Mrs. Rushmere, who felt more nervous than her husband—for fear is strangely infectious—promised faithfully to observe her injunction.
"And now for the night," sighed Dorothy, as she returned alone to the great hall. "If it were not for them, I never could muster courage to watch here by myself. How many hours is it yet to day?"
She glanced up at the tall, old-fashioned clock, in its dark mahogany case; a solemn looking piece of antiquity, that had stood on the same spot, and told the lapse of time to many generations of the Rushmeres, who had long ceased to reckon it for ever. It was still ticking on, telling the same tale to the beautiful girl, who now stood before it; and by her, as far she was individually concerned, was as little heeded.

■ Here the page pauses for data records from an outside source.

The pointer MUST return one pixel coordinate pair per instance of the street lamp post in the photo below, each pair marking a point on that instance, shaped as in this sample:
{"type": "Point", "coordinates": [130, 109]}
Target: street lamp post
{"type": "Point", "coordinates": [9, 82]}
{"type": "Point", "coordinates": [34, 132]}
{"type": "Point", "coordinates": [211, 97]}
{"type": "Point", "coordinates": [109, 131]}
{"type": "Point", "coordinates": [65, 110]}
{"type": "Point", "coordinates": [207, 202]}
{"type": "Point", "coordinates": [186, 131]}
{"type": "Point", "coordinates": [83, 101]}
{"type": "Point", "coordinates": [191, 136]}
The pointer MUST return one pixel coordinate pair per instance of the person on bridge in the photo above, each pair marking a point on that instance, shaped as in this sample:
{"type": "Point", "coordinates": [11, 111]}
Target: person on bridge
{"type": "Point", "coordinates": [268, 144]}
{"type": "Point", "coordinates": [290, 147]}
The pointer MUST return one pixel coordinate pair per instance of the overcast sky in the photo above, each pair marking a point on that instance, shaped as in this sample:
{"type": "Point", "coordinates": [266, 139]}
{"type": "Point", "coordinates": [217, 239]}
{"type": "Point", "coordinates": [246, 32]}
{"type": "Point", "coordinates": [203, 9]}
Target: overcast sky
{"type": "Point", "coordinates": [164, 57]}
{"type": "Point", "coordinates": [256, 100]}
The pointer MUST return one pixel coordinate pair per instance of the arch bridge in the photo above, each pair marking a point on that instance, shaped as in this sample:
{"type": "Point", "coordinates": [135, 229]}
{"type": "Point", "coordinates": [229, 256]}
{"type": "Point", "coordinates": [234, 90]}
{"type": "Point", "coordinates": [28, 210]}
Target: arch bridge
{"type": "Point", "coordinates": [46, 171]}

"Only nine o'clock. How many hours I shall have to keep awake."
Like most hard workers, sleep was a necessity to Dorothy, of so overpowering a nature, that the difficulty with her was not how to go to sleep, but how to keep awake. Of one thing she felt certain; that she was more likely to nod on her post than the strange being who was occupying her neat little chamber above.

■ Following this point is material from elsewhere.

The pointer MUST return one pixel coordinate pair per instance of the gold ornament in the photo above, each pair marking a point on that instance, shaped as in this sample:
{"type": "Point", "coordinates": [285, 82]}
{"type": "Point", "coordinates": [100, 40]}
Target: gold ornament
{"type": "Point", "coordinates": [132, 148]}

She now diligently set to work, to prepare for her long vigil.
First, she raked the fire together; and covered the hot coals with ashes, then she lighted a dark lanthorn, and put on a large great-coat of Mr. Rushmere's over her other garments; with the further adornment of an old fur cap, the lappets of which she carefully tied under her chin, the better to conceal her identity; she was now ready for action.
Going to the wood-shed, she brought from thence, a small axe, with which she was wont to chop into convenient lengths, the branches of the faggots with which she heated the brick oven for baking.

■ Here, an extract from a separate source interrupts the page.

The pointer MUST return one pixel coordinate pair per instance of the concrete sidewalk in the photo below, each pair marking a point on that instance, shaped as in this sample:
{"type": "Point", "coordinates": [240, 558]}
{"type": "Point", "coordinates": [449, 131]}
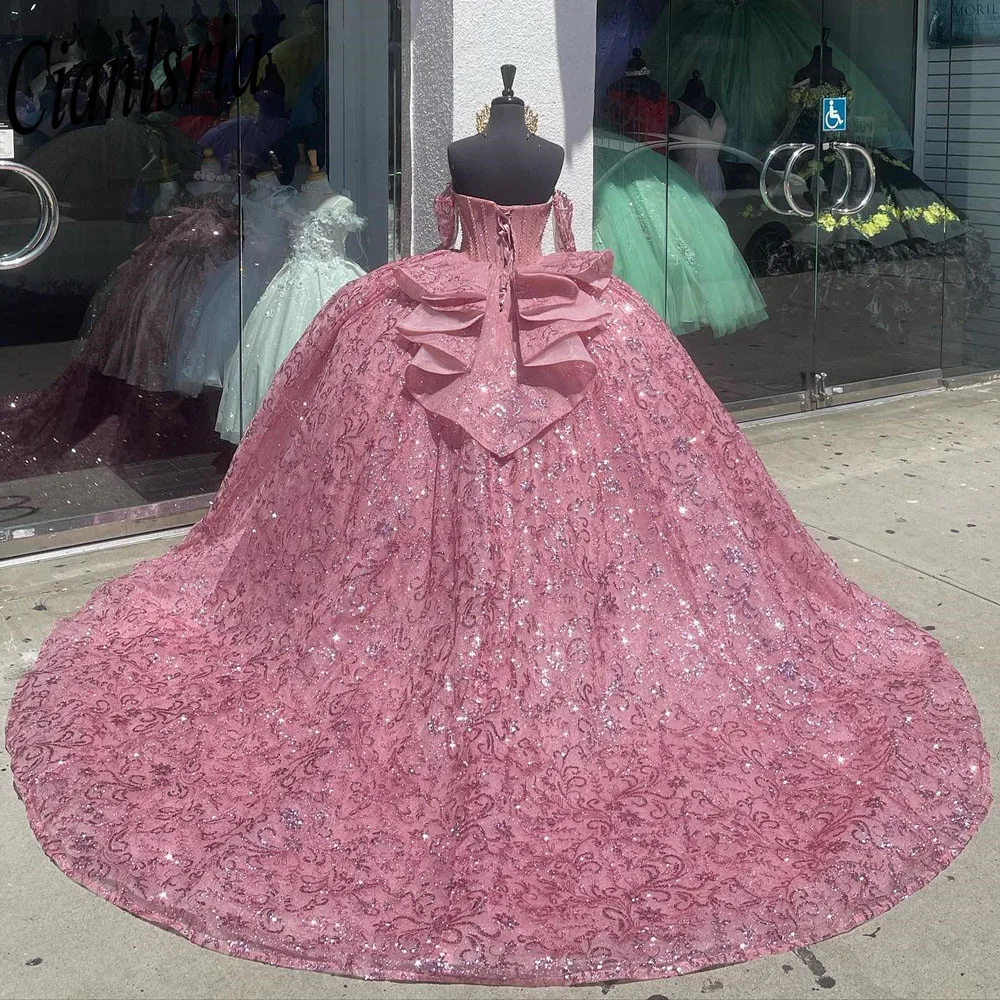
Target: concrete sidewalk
{"type": "Point", "coordinates": [904, 494]}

She ran her finger along the edge of the instrument—Gilbert, when at home, used to keep it nicely sharpened for her use. She shook her head—Gilbert was not at home, and her axe was so blunt that a body might ride to Rumford on it. But then again, she reflected, that any weapon was better than none; so retaining the axe, she retreated into the pantry, a small room that opened into the great hall, from under the staircase, on the side nearest to the fire, and which commanded a full view of the length and breadth of the hall.